Giuliana Donadio et al. Antioxidants (Basel). .

Abstract

Plants of genus Cichorium (Asteraceae) can be used as vegetables with higher nutritional value and as medicinal plants. This genus has beneficial properties owing to the presence of a number of specialized metabolites such as alkaloids, sesquiterpene lactones, coumarins, unsaturated fatty acids, flavonoids, saponins, and tannins. Cichorium endivia L., known as escarole, has achieved a common food status due to its nutritionary value, bitter taste, and the presence of healthy components, and is eaten cooked or raw in salads. Presently, wastes derived from the horticultural crops supply chain are generated in very large amounts. Vegetable waste comprises the discarded leaves of food sources produced during collection, handling, transportation, and processing. The external leaves of Cichorium endivia L. are a horticultural crop that is discarded.

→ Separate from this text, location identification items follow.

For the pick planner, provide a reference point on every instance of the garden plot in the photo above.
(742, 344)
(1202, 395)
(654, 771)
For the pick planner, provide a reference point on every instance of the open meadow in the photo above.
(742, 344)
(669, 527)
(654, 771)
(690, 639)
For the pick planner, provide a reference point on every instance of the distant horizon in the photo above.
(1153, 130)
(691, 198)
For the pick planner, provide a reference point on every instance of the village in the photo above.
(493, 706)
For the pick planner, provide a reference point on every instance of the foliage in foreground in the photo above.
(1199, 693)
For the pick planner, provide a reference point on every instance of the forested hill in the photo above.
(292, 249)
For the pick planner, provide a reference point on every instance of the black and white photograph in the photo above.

In this work, the phytochemical profile, antioxidant, and anti-inflammatory activities of hydroalcoholic extract obtained from discarded leaves of three cultivars of escarole (C. endivia var. crispum 'Capriccio', C. endivia var. latifolium 'Performance' and 'Leonida') typical horticultural crop of the Campania region were investigated. In order to describe a metabolite profile of C. endivia cultivars, the extracts were analysed by HR/ESI/Qexactive/MS/MS and NMR. The careful analysis of the accurate masses, the ESI/MS spectra, and the 1H NMR chemical shifts allowed for the identification of small molecules belonging to phenolic, flavonoid, sesquiterpene, amino acids, and unsaturated fatty acid classes. In addition, the antioxidant potential of the extracts was evaluated using cell-free and cell-based assays, as well as their cytotoxic and anti-inflammatory activity. All the extracts showed similar radical-scavenging ability while significant differences between the three investigated cultivars emerged in the cell-based assays. The obtained data were ascribed to the content of polyphenols and sesquiterpenes in the extracts. Accordingly, C. endivia by-products can be deemed an interesting material for healthy product formulations.

Keywords: Cichorium endivia L.; HRESIMS; NMR; anti-inflammatory; antioxidant; cultivar; green extraction; waste valorisation.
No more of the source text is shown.